Porträt

laut.de-Biographie

Manu Dibango

"Soul Makossa" steht auf Manu Dibangos Eintrittskarte ins internationale Musikbusiness. Wir schreiben das Jahr 1972, Dibango komponiert für den Afrika-Cup die Jahreshymne und veröffentlicht auf der B-Seite der Single "Soul Makossa". Aus dem Nichts erklimmt der Song die amerikanischen (!) Hitlisten und der Name Dibango prägt sich unauslöschlich ins westliche Musikbewusstsein ein.

In den Jahrzehnten seiner Karriere, mausert sich der Saxophonist zu einer der Schlüsselfiguren in der Begegnung mit dem afrikanischen Kontinent. Er gilt als einer der Väter des Afro-Beat, einer tanzwütigen Mischung aus traditioneller afrikanischer Musik, Jazz und Funk, und als wichtige Einflussgröße auf die Entwicklung der Discomusik.

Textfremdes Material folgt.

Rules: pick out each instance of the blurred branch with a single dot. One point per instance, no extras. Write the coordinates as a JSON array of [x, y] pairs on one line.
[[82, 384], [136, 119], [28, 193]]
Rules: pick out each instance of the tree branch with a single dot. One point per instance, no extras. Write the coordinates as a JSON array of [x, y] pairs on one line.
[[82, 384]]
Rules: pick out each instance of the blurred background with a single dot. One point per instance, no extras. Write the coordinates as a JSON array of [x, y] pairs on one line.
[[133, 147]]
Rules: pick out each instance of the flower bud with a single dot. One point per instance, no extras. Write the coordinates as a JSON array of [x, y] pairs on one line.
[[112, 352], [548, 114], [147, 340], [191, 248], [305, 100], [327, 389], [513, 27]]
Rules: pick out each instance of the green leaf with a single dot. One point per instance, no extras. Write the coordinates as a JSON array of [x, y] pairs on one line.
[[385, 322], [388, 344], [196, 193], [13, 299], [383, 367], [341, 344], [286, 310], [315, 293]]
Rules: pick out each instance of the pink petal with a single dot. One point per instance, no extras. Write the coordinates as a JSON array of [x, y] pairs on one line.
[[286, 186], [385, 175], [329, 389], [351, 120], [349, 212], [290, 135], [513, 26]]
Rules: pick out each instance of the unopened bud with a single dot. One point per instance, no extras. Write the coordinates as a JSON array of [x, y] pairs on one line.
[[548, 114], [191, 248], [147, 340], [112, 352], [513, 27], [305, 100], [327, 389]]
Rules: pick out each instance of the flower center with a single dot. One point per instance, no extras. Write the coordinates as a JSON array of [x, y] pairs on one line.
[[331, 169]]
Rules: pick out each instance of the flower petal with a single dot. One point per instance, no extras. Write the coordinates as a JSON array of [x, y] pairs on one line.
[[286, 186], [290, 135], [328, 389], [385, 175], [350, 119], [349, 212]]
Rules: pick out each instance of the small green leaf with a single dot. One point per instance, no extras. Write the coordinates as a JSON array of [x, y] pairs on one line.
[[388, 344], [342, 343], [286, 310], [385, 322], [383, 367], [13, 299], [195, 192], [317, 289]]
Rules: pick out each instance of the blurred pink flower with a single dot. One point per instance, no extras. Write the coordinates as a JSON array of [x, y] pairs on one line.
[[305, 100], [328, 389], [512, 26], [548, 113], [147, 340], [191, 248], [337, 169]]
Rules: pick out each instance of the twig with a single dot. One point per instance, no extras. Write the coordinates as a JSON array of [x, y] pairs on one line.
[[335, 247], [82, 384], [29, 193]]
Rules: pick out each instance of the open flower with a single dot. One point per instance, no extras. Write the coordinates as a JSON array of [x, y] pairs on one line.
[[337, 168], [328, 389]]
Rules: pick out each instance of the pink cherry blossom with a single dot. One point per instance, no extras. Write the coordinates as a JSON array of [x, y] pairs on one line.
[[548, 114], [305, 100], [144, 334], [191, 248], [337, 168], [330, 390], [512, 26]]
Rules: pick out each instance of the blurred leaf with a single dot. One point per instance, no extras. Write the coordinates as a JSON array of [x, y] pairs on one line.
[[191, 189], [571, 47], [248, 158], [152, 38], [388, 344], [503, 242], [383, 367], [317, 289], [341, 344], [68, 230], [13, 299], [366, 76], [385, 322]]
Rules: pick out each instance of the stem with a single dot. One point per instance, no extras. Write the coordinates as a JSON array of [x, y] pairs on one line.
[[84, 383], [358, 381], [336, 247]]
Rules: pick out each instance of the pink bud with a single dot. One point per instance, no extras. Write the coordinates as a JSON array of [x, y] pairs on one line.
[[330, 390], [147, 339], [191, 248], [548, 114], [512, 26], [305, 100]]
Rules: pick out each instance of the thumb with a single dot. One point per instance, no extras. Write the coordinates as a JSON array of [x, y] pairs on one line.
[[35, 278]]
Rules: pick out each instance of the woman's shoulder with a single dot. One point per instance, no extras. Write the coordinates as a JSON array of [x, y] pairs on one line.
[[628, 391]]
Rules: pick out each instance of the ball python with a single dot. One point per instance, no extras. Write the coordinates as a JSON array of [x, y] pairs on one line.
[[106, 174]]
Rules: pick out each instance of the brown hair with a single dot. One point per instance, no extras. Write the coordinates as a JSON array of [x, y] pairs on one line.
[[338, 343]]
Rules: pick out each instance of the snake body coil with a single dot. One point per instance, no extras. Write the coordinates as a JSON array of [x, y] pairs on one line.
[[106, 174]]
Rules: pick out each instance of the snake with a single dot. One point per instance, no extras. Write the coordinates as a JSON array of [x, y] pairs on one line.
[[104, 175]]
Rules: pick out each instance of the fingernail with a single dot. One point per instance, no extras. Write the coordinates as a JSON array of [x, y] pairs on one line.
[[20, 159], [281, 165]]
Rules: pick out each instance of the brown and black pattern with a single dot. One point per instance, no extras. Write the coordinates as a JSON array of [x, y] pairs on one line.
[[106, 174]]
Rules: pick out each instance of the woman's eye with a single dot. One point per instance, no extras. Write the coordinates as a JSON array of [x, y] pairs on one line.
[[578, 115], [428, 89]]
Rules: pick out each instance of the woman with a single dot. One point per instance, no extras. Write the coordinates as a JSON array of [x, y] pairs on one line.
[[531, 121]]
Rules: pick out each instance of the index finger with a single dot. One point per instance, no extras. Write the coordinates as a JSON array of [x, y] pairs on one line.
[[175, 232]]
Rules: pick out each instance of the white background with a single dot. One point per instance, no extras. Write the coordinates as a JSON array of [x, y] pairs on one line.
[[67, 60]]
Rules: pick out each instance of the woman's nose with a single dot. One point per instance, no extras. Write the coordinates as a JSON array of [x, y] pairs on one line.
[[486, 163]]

Seit 2004 ehrt ihn der von der UNESCO verliehene Titel "Künstler für den Frieden". Diese Auszeichnung lenkt die Aufmerksamkeit auf das soziale und kulturelle Engagement Dibangos, denn seit Beginn seiner Karriere setzt er sich intensiv für die Belange des afrikanischen Kontinents und den Austausch der Kulturen ein.

Zur Welt kommt Emmanuel N'Djoké Dibango im Kamerun des Jahres 1933. Am 12. Dezember freuen sich seine religiösen Eltern in Douala, seiner Geburtsstadt, über ihren Nachwuchs. Das protestantisch geprägte Elternhaus setzt auf Kirchenmusik, um Emmanuels musikalische Sozialisation voran zu treiben. Er lässt sich davon jedoch wenig beeindrucken und nutzt die Chance, als ihn seine Eltern, in der Hoffnung auf eine bessere Ausbildung, nach Frankreich zur Ausbildung schicken. Dort lernt er zunächst Klavier, entdeckt jedoch schnell das Saxophon für sich und lässt seiner Leidenschaft für amerikanischen Swing freien Lauf.

Da er das nicht nur in der Freizeit macht, sondern sein Studium gänzlich vernachlässigt, streicht ihm sein Vater den Unterhalt. Von nun an schlägt er sich alleine durch und zieht nach Brüssel. Dort knüpft er erste wichtige Kontakte zur Musikszene, die im Kolonial-Belgien der 50er Jahre von kongolesischen und zairischen Einflüssen geprägt ist.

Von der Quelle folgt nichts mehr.